いま、アメリカと中国との関係も悪化しているので、これから中国でアメリカ企業叩きも盛り上がってくると思います。いまから、アメリカの電気自動車メーカーであるテスラのケースを紹介します。
中国政府は、現地企業との合弁なしの100%完全子会社を設立することを認めるほど、テスラを熱心に誘致しました。これは珍しいほどの優遇ぶりです。そこでテスラは、2019年に上海に子会社を設立しました。ところが今年2月ぐらいから、中国当局がテスラに厳しくなり始めました。国家市場監督管理総局が、製品の欠陥に苦情が来ているとして、その報告を求めるようになったのです。
4月19日、上海モーターショーの会場で、一人の女性顧客が展示されていたテスラ車の屋根に上り、ブレーキが効かないという欠陥に対してテスラ側の対応が悪い、と文句を言い始めました。
中国政府も、テスラが中国国内で販売した28万車のリコールを命じたり、政府の一部施設への乗り入れを禁止したりという嫌がらせを始めました。テスラ車が米国にデータを送っている可能性があるという理由からです。
国営メディアも、クレーム担当の幹部の更迭を要求しはじめました。当初はテスラ社も事実をもとに反論していましたが、政府やメディアの圧力に負けて、正式に謝罪をしてしまいました。後になって、当局がこの女性を使ってテスラをはめたことが明らかになりました。
2020年 世界電気自動車販売台数
1,テスラ(アメリカ) 50.0万台
2,フォルクスワーゲン(ドイツ) 22.0
3,比亜迪(BYD)(中国) 17.9
4,BMW(ドイツ) 16.4
5,ベンツ(ドイツ) 14.6
テスラが世界市場で圧倒的なシェアを持っています。3位の中国の企業は、一台60万円程度のレベルの低い製品しか作っていません。従来のガソリン車では今さら他国に追いつけない中国は、技術的にはガソリン自動車よりもキャッチアップが容易な電気自動車で、世界市場を席捲することを考えたのです。
中国政府は2009年、電気自動車産業育成のために2009年から10年に1000億元(約1兆8000億円)以上の補助金を投じたといわれています。しかし、補助金を不正受給する企業が跡を絶たず、真剣に電気自動車開発に取り組む企業はありませんでした。
そこで中国政府は、テスラを引っ張り込んだわけです。そのテスラは2018年当時、倒産の危機に瀕していました。製品開発力はあったのですが、製品を作る能力が不足して納期が大幅に遅れたり、不良品を出したりしていたのです。
そういう時に中国が、現地生産を提案したので、テスラはこの話に飛びつきました。テスラは中国で初めて、外資単独で中国に参入した自動車メーカーとなったのです。さらに中国の銀行団から5億2000万ドル(約600億円)の融資も受けられました。
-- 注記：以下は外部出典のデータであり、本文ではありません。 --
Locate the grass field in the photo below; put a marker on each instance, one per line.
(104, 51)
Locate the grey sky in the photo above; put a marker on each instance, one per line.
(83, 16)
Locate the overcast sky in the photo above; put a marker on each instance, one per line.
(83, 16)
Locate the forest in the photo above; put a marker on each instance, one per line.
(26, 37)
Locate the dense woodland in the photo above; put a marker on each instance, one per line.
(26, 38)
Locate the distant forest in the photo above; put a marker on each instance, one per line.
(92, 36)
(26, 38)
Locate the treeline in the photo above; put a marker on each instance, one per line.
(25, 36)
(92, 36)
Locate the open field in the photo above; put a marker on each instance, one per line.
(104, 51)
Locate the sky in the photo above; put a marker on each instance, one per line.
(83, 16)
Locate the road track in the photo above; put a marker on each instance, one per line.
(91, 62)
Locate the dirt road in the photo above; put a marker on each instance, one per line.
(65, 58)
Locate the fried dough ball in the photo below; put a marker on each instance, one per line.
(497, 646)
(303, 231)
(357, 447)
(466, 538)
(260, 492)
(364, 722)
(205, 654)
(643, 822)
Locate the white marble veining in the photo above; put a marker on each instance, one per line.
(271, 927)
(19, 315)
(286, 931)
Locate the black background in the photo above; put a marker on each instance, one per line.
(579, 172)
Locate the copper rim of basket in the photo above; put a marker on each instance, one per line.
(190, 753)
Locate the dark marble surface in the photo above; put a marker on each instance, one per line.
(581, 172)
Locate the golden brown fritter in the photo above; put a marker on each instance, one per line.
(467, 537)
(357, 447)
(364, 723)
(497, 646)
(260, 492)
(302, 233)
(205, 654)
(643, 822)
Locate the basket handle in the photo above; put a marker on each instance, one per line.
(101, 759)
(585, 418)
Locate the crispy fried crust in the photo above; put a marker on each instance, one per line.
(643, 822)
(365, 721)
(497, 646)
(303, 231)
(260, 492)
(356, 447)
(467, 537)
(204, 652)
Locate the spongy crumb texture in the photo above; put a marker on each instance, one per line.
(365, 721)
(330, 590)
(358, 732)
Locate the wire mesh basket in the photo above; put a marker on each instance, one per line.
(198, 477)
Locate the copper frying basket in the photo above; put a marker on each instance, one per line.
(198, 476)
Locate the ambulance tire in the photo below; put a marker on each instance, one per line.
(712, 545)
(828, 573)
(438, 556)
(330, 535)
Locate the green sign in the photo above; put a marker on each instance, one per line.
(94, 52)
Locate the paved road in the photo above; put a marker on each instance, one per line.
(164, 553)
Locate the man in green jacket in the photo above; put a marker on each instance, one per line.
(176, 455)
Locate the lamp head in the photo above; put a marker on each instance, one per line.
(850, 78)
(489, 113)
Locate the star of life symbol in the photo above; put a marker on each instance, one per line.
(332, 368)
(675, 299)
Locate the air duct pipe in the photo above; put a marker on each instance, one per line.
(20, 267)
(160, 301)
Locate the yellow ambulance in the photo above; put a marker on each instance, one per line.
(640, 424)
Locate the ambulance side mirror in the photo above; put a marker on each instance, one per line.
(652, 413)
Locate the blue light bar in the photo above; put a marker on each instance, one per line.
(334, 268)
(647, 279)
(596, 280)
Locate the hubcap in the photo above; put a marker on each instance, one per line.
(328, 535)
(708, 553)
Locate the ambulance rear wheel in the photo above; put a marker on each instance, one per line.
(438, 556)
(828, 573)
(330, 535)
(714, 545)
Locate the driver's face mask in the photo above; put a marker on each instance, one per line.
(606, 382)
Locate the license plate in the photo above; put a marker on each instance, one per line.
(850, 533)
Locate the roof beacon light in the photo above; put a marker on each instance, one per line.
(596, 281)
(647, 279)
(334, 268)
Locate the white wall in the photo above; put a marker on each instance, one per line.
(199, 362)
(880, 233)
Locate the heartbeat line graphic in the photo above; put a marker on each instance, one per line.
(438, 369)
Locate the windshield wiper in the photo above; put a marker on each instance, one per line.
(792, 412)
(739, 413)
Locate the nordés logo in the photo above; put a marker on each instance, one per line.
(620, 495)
2020年には、テスラの販売の3分の1が中国市場向けになり、それとともに会社全体の業績も良くなりました。
2018年 2019年 2020年
売上高 215億ドル 246億ドル 315億ドル
純利益 ▲10億ドル ▲7億ドル 12億ドル
10月22日にはテスラの株が上場来高値を更新し、時価総額がフェイスブックを超えました。
テスラは今、アメリカ国内の3工場と上海工場の合計4つの工場を持っています。5番目の工場をベルリンに建設中ですが、パンデミックのために遅れています。そのために上海工場が、中国国内向けの出荷だけでなく、欧州や日本などへの完成車輸出をも行っています。このために上海工場はテスラの主力工場となり、テスラ全体の出荷台数の4割以上を生産しています。
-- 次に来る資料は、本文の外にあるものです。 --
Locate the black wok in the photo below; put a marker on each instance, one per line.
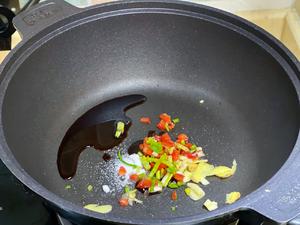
(175, 54)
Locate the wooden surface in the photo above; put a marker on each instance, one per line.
(284, 24)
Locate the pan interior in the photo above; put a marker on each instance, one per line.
(250, 111)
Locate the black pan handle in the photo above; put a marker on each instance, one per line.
(280, 199)
(42, 15)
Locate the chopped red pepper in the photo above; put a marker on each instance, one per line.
(141, 146)
(190, 155)
(178, 177)
(122, 171)
(161, 125)
(165, 117)
(145, 120)
(189, 145)
(165, 137)
(144, 183)
(134, 177)
(166, 140)
(175, 155)
(162, 166)
(174, 195)
(147, 150)
(123, 202)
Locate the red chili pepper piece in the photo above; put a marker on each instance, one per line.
(178, 177)
(182, 137)
(123, 202)
(122, 171)
(144, 184)
(174, 195)
(134, 177)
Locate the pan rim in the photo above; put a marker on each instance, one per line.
(26, 179)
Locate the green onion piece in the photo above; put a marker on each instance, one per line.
(167, 127)
(124, 162)
(173, 185)
(120, 129)
(141, 176)
(90, 187)
(182, 147)
(155, 167)
(154, 145)
(126, 189)
(176, 120)
(180, 183)
(171, 169)
(145, 163)
(68, 186)
(151, 189)
(169, 164)
(193, 148)
(166, 179)
(188, 191)
(158, 175)
(151, 159)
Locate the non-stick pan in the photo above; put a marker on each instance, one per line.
(175, 54)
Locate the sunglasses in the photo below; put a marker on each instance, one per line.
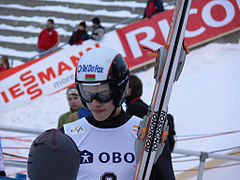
(99, 92)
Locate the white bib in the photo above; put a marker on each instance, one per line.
(106, 153)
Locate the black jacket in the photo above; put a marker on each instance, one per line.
(85, 36)
(162, 170)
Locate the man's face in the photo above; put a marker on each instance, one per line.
(94, 24)
(80, 27)
(49, 24)
(74, 101)
(100, 110)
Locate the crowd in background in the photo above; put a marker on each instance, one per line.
(49, 38)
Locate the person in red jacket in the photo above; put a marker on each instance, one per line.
(153, 7)
(4, 64)
(48, 38)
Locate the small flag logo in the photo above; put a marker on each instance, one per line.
(135, 128)
(90, 77)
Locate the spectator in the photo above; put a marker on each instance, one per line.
(83, 112)
(4, 64)
(75, 104)
(80, 35)
(98, 30)
(53, 156)
(48, 38)
(135, 106)
(153, 7)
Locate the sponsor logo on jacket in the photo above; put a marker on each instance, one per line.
(87, 157)
(90, 68)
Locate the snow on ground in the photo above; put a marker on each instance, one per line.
(132, 4)
(11, 52)
(204, 100)
(103, 12)
(43, 20)
(33, 29)
(19, 39)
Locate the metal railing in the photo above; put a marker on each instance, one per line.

もはやテスラは、中国なしでは生きていけない状態になりました。そのような矢先、今年の4月に、上海モーターショーの会場で、一人の女性顧客が展示されていたテスラ車の屋根に上り、ブレーキが効かないという欠陥に対してテスラ側の対応が悪い、と文句を言うという事件が起きたわけです。そしてテスラは、中国側に屈服しました。
そもそも中国の現地企業は、外貨を外国に送金できません。テスラがいくら中国で儲けてもアメリカに送金できず、中国国内で再投資するしか、余剰資金の活用法がありません。テスラは何のために中国で事業を行っているのでしょう。
次に起きることが、テスラの技術の中国のライバルメーカーへの流出であることは、火を見るよりも明らかです。王子製紙やテスラのケースは、皆さんもある程度はすでにご存じだろうと思います。改めて、中国で事業を行うリスクについて考えていただければ、幸いです。